# bow/second sonar power



## ezbite (May 25, 2006)

I want to put a sonar up on the bow of my boat, its a helix 12, pretty big unit, will draw some juice. I've already got a helix 10 on my starting battery, running lights and bilge pump. I don't want to put anymore draw on the starting battery (in fact I'd like to get the helix 10 off it). anyhow, I've got 2 options, either add another deep cycle battery and run both sonars off it (that will be 4 battery's) or hook into my 24v trolling motor battery's. I've read online that you shouldn't run sonars off trolling motor battery's because if you do you will drain the voltage down lower on one causing a shorter lifespan and you should replace both battery's at the same time. is this true? I would think since they are wired in a series the draw would be the same on both battery's and if I choose this route, will I have a problem tapping off one battery in a 24v series? won't one battery still be 12v? how do you have your bow/second sonar wired?


----------



## rockytop (Mar 19, 2008)

Tom I doubt you would drain one battery more then the other to worry about. But if you have a variable speed trolling motor you might experience noise or interference. Try it hooked up to one battery,if you get noise you have to run wires to your starting battery. I don't have a trolling motor. But this summer I was anchored at west branch , stereo on and 2 fishfinders on for 5 to 6 hours and that battery started my chevy 350 right up. But I have a switch for a second battery if needed. Another option is them small 12v 15 amp hour batteries,there cheap but might be a pain to charge. Bob


----------



## ezbite (May 25, 2006)

i've been reading about the interference issue, I think i'm going to go with a 4th battery for the radios, sonars and lights. i'll just leave the starting battery for just that and the bilge pump only.

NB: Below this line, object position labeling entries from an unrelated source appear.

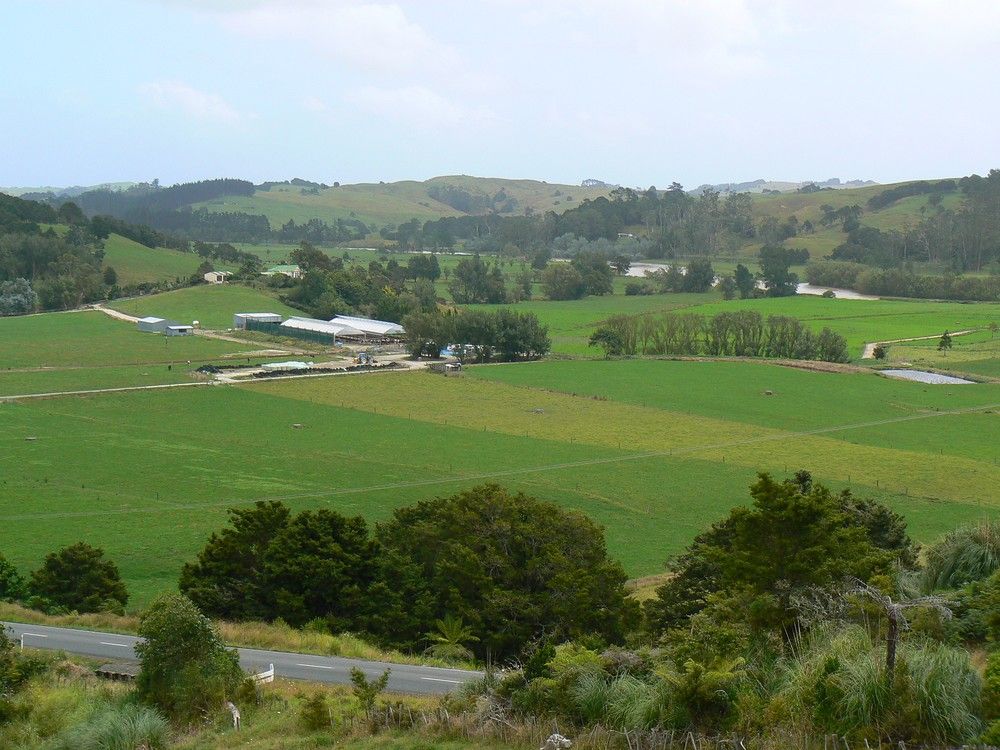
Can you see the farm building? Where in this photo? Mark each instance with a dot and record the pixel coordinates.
(153, 325)
(321, 327)
(217, 277)
(369, 327)
(240, 319)
(292, 272)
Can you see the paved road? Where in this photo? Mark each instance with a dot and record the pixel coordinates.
(404, 678)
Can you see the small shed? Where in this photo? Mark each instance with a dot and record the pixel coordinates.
(291, 271)
(240, 319)
(152, 324)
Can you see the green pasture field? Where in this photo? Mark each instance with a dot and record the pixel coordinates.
(977, 354)
(93, 339)
(212, 305)
(860, 321)
(135, 263)
(148, 475)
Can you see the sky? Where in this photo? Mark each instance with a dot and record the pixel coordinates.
(634, 92)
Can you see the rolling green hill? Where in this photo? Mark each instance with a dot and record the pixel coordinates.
(398, 202)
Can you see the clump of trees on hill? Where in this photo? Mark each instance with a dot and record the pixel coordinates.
(502, 335)
(742, 333)
(511, 568)
(803, 614)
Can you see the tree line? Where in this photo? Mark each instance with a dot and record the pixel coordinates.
(805, 612)
(483, 336)
(741, 333)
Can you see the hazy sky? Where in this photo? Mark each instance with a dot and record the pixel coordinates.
(637, 92)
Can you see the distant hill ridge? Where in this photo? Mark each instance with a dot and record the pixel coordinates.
(760, 186)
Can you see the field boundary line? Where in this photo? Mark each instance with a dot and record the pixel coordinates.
(482, 476)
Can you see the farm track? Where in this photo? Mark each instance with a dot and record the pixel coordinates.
(869, 352)
(485, 476)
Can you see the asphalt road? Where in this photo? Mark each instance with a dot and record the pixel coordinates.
(403, 678)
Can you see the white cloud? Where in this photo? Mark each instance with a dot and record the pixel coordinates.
(201, 105)
(417, 106)
(372, 37)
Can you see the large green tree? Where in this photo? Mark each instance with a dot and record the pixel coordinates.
(513, 568)
(186, 670)
(796, 536)
(227, 580)
(80, 578)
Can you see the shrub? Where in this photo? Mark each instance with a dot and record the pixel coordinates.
(79, 578)
(967, 554)
(186, 670)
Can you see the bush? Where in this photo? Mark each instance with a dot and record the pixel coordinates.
(79, 578)
(186, 671)
(967, 554)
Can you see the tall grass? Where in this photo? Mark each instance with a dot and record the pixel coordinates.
(967, 554)
(124, 727)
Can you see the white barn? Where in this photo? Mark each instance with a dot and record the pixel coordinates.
(369, 327)
(152, 324)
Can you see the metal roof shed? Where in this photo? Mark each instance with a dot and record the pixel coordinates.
(369, 326)
(240, 319)
(153, 324)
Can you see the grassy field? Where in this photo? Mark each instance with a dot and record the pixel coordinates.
(92, 339)
(977, 354)
(396, 202)
(859, 321)
(87, 350)
(135, 263)
(654, 451)
(212, 305)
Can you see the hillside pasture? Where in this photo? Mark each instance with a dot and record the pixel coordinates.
(212, 305)
(135, 263)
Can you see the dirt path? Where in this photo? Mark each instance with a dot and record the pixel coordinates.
(869, 352)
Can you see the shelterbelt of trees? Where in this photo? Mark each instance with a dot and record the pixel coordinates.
(48, 270)
(804, 613)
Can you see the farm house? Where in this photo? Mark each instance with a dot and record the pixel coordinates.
(153, 324)
(217, 277)
(292, 272)
(241, 320)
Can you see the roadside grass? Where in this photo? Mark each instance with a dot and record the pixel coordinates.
(135, 263)
(91, 338)
(212, 305)
(275, 636)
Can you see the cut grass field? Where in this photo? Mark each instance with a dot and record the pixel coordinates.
(859, 321)
(397, 202)
(92, 339)
(212, 305)
(654, 451)
(87, 350)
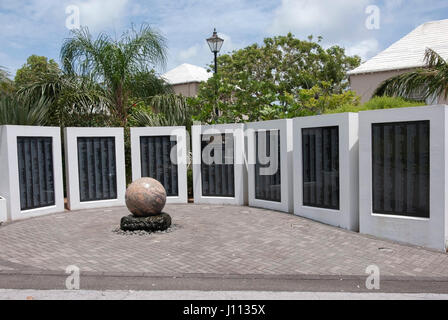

I've been looking at those little tractor starting battery's but not sure if they can take the constant discharging/recharging? I cant find them in deep cycle and I've been looking.


----------



## rockytop (Mar 19, 2008)

Plus so many conflicting views on witch battery to tap into.the unit is 12 volt hooking into a 24volts. Some say either battery some say the battery with the negative connected to the positive of the other is always 24 volts.


----------



## crappiedude (Mar 12, 2006)

I run both my HDS7 & 8 off my staring battery along with the lights, livewell and bilge pumps.
Only issue I ever had was at first I had the electronics running through the fuse panel. When ever I started the outboard the electronics would shut off. I solved that problem by running separate 10 ga wires directly from the starting battery to the electronics wiring at the console and I've haven't had that problem again.
Personally I would try adding the bow unit and see how it all performed before I added a 4th battery. I'm not saying the extra battery isn't needed but why fix a problem you may not have.


----------



## firemanmike2127 (Mar 17, 2013)

I run a 998 & 999si on my boat. The stereo, aerator, interior lighting, & bilge pump are all on the Group 27 Interstate primary battery. It starts the 225 Mercury O/B with no problem. For night fishing I will switch over to primary battery # 2 (a group 24 Interstate) to ensure that my Group 27 is ready to fire the engine when it's time to go home. That's the only time I ever use my back-up battery. Mike


----------



## bobk (Apr 30, 2004)

Just buy a bigger battery.


----------



## JamesF (May 20, 2016)

Your gonna need a bigger boat!


----------



## dwmikemx (Mar 22, 2008)

Don't wire your sonar units to the trolling motor batteries. 
Just go to Sam's and get a Duracell AGM Group 31 marine battery ($179) for a starting battery and wire your sonars direct to it using no less than #12 wire.

I had the Interstate group 29 starting battery with my HB 1199 & 998. Always had issues with running down the battery while running my electronics all day without starting my outboard. 
Went to the group 31 and have had no more problems with low voltage from the electronics draw.


----------



## ezbite (May 25, 2006)

dwmikemx said:


> Don't wire your sonar units to the trolling motor batteries.
> Just go to Sam's and get a Duracell AGM Group 31 marine battery ($179) for a starting battery and wire your sonars direct to it using no less than #12 wire.
> 
> I had the Interstate group 29 starting battery with my HB 1199 & 998. Always had issues with running down the battery while running my electronics all day without starting my outboard.
> Went to the group 31 and have had no more problems with low voltage from the electronics draw.


change of plans just going to go with the G31 battery.


----------



## dwmikemx (Mar 22, 2008)

ezbite said:


> change of plans just going to go with the G31 battery.


@ezbite... I'll also add that I charge my starting and TM batteries with my on board charger after every time out fishing, so I'm always starting the day out with a fully charged battery.


----------



## JamesF (May 20, 2016)

I really like the onboard charger. I just unplug TM and electronics, plug in the charger and ready for fishing!


----------



## ezbite (May 25, 2006)

i have a 2200 minn kota 2 bank just for the TM batterys and a $20 ever start 3 amp charger/ maintainer for the main battery. i never go on the water without fully charged batterys.


----------



## JamesF (May 20, 2016)

I knew that I was going to have three batteries, and at the time I had the bucks for a 330 MK. Before that I had one battery and a 12volt.charger. Now life is ez.!


----------



## Shortdrift (Apr 5, 2004)

ezbite said:


> change of plans just going to go with the G31 battery.


Good decision. I have a 27 as my starting battery for my small 20hp motor and run my sonars of it without problems.


----------